İşleri arasında birkaç kadeh içki içmeden duramayan bir yönetici ile, kötü bir geçmişe sahip ve sokakta yaşayan 16 yaşındaki uyuşturucu bağımlısı arasında hiç fark yok mu? Kumarbaz biriyle porno bağımlısını aynı biyolojik spektruma koyabilmek mümkün mü? Tüm bunlara rağmen, Blum'un tarafından olanlar da yok değil elbette... Sadece geçtiğimiz sene Japonya. Fransa ve Finlandiya'daki bazı ekipler, "Al allele" geni ile bağımlılıklar arasında ilişkiler saptadıklarını belirttiler. İki karşıt grup arasındaki çatışma, şu anda bir çıkmaza girmiş durumda. Çünkü, hiç kimse bir kontrol grubunun nasıl olması konusunda görüş birliğine varabilmiş değil. Ayrıca, alkolizmin sınırlarının nasıl tespit edileceği konusu da halen tartışılıyor. Acaba alkolik olarak sınıflandırılabilmek için günde kaç şişe şarap içmek gerekiyor; bir mi, iki mi, yoksa üç mü? Kontrol grubundan alkolikleri ve diğer madde bağımlılarım çıkarmak mı gerekiyor? Bu sorular tüm genetikçileri birbirine düşürüyor.
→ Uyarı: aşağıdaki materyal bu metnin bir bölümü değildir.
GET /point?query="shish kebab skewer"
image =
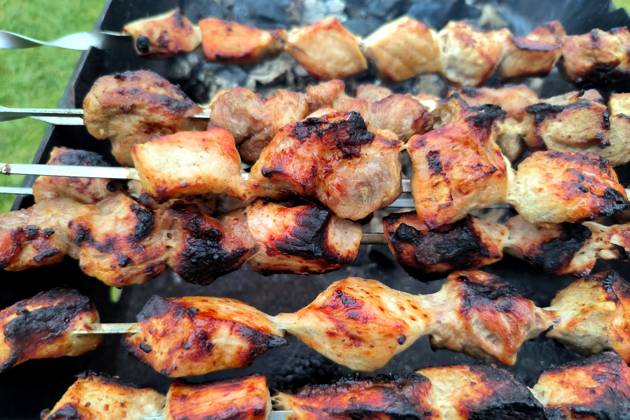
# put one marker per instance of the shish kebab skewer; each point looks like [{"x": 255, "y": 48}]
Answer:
[
  {"x": 567, "y": 391},
  {"x": 355, "y": 322}
]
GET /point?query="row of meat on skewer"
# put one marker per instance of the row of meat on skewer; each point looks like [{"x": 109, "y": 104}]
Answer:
[{"x": 399, "y": 50}]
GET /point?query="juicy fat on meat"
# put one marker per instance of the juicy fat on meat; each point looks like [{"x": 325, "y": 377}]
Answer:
[
  {"x": 132, "y": 107},
  {"x": 42, "y": 327}
]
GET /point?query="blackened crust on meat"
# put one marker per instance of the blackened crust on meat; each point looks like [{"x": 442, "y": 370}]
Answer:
[
  {"x": 555, "y": 255},
  {"x": 349, "y": 133},
  {"x": 509, "y": 399},
  {"x": 30, "y": 329}
]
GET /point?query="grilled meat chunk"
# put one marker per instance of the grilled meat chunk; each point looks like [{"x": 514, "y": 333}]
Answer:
[
  {"x": 301, "y": 239},
  {"x": 42, "y": 327},
  {"x": 132, "y": 107},
  {"x": 100, "y": 398},
  {"x": 202, "y": 248},
  {"x": 196, "y": 335},
  {"x": 243, "y": 399},
  {"x": 38, "y": 235},
  {"x": 592, "y": 56},
  {"x": 83, "y": 190},
  {"x": 358, "y": 323},
  {"x": 594, "y": 315},
  {"x": 468, "y": 243},
  {"x": 464, "y": 392},
  {"x": 479, "y": 314},
  {"x": 403, "y": 48},
  {"x": 334, "y": 159},
  {"x": 470, "y": 57},
  {"x": 190, "y": 163},
  {"x": 224, "y": 40},
  {"x": 164, "y": 35},
  {"x": 326, "y": 49},
  {"x": 557, "y": 187},
  {"x": 118, "y": 241},
  {"x": 457, "y": 168},
  {"x": 594, "y": 388},
  {"x": 253, "y": 120},
  {"x": 534, "y": 54}
]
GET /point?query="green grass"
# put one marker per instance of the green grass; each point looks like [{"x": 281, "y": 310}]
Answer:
[{"x": 36, "y": 77}]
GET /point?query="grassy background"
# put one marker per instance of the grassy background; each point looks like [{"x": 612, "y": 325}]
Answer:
[{"x": 37, "y": 77}]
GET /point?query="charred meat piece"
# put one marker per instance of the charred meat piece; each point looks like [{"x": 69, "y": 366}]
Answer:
[
  {"x": 557, "y": 187},
  {"x": 469, "y": 57},
  {"x": 479, "y": 314},
  {"x": 99, "y": 397},
  {"x": 196, "y": 335},
  {"x": 202, "y": 248},
  {"x": 229, "y": 41},
  {"x": 591, "y": 57},
  {"x": 534, "y": 54},
  {"x": 301, "y": 239},
  {"x": 38, "y": 235},
  {"x": 358, "y": 323},
  {"x": 380, "y": 398},
  {"x": 594, "y": 388},
  {"x": 594, "y": 315},
  {"x": 468, "y": 243},
  {"x": 559, "y": 249},
  {"x": 243, "y": 399},
  {"x": 132, "y": 107},
  {"x": 190, "y": 163},
  {"x": 119, "y": 242},
  {"x": 404, "y": 48},
  {"x": 334, "y": 159},
  {"x": 326, "y": 49},
  {"x": 458, "y": 167},
  {"x": 42, "y": 327},
  {"x": 83, "y": 190},
  {"x": 463, "y": 392},
  {"x": 164, "y": 35},
  {"x": 254, "y": 120}
]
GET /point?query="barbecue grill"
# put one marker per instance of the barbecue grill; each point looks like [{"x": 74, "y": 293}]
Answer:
[{"x": 27, "y": 389}]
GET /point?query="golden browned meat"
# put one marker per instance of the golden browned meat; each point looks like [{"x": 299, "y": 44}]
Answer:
[
  {"x": 592, "y": 55},
  {"x": 196, "y": 335},
  {"x": 164, "y": 35},
  {"x": 42, "y": 327},
  {"x": 534, "y": 54},
  {"x": 594, "y": 315},
  {"x": 458, "y": 167},
  {"x": 594, "y": 388},
  {"x": 83, "y": 190},
  {"x": 560, "y": 249},
  {"x": 253, "y": 120},
  {"x": 479, "y": 314},
  {"x": 132, "y": 107},
  {"x": 557, "y": 187},
  {"x": 202, "y": 248},
  {"x": 224, "y": 40},
  {"x": 403, "y": 48},
  {"x": 118, "y": 241},
  {"x": 37, "y": 235},
  {"x": 243, "y": 399},
  {"x": 463, "y": 392},
  {"x": 468, "y": 243},
  {"x": 358, "y": 323},
  {"x": 576, "y": 121},
  {"x": 326, "y": 49},
  {"x": 334, "y": 159},
  {"x": 190, "y": 163},
  {"x": 300, "y": 239},
  {"x": 98, "y": 397},
  {"x": 469, "y": 57}
]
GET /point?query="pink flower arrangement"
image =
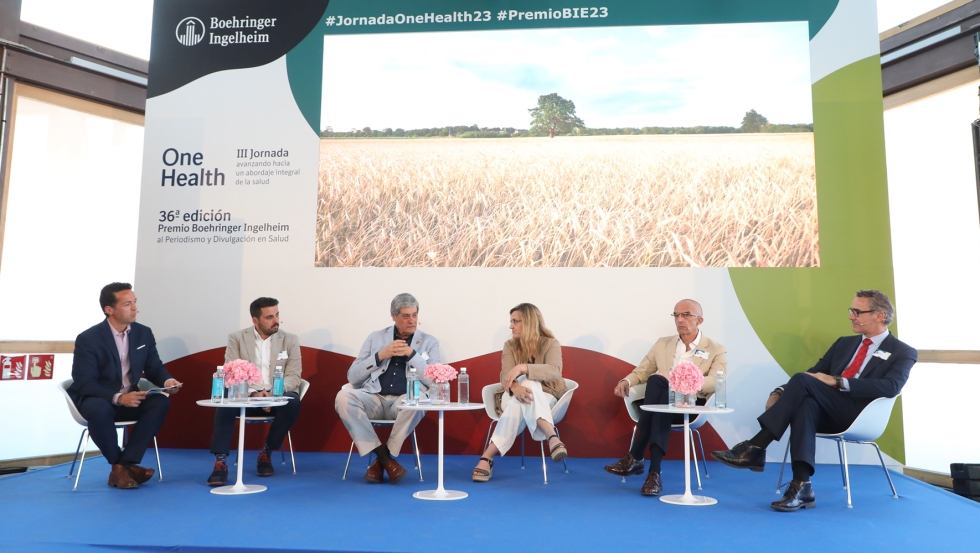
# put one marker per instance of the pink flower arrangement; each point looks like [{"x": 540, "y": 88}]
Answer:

Bazı biyolojik reaksiyonlarda, kalıtımın etkili olduğu görüşü genel bir kanı
Araştırmacıların çoğu uyuşturuculara olan biyolojik reaksiyonlarımızın bazılarının kalıtımsal olduğu görüşünde birleşiyorlar. Londra'daki Üniversite Koleji'nde genetikçi olan Hugh Gurling. "Bardağı insanın ağzına doğru götüren bir gen olamaz, bunu ancak kalıtımsal özellikler başarabilir" diyor. Alkolün kana karışma hızının kalıtımsal olabileceği yönünde bazı kanıtlar var. Hatta, bir araştırma, alkolik akrabaları olan birinin vücudunun etkilenmesinin, alkolik akrabası olmayan birinden daha az olduğunu ortaya koymuş.
Evlatlıklar üzerinde yapılan araştırmaların sonuçlarını da gözardı etmemek gerekiyor. 1980'lerde, araştırmacılar, biyolojik aileleri alkolik olup evlat edinilmiş erkeklerin yüzde 62'sinin alkolik olduğunu ortaya koymuş. Hatta, bunlardan bazılarını evlat edinen ailelerin yeşilaycı olmaları bile sonucu değiştirmemiş. Buna karşılık olarak, kontrol grubundakilerin sadece yüzde 24'ünün alkolik olduğu gözlemlenmiş.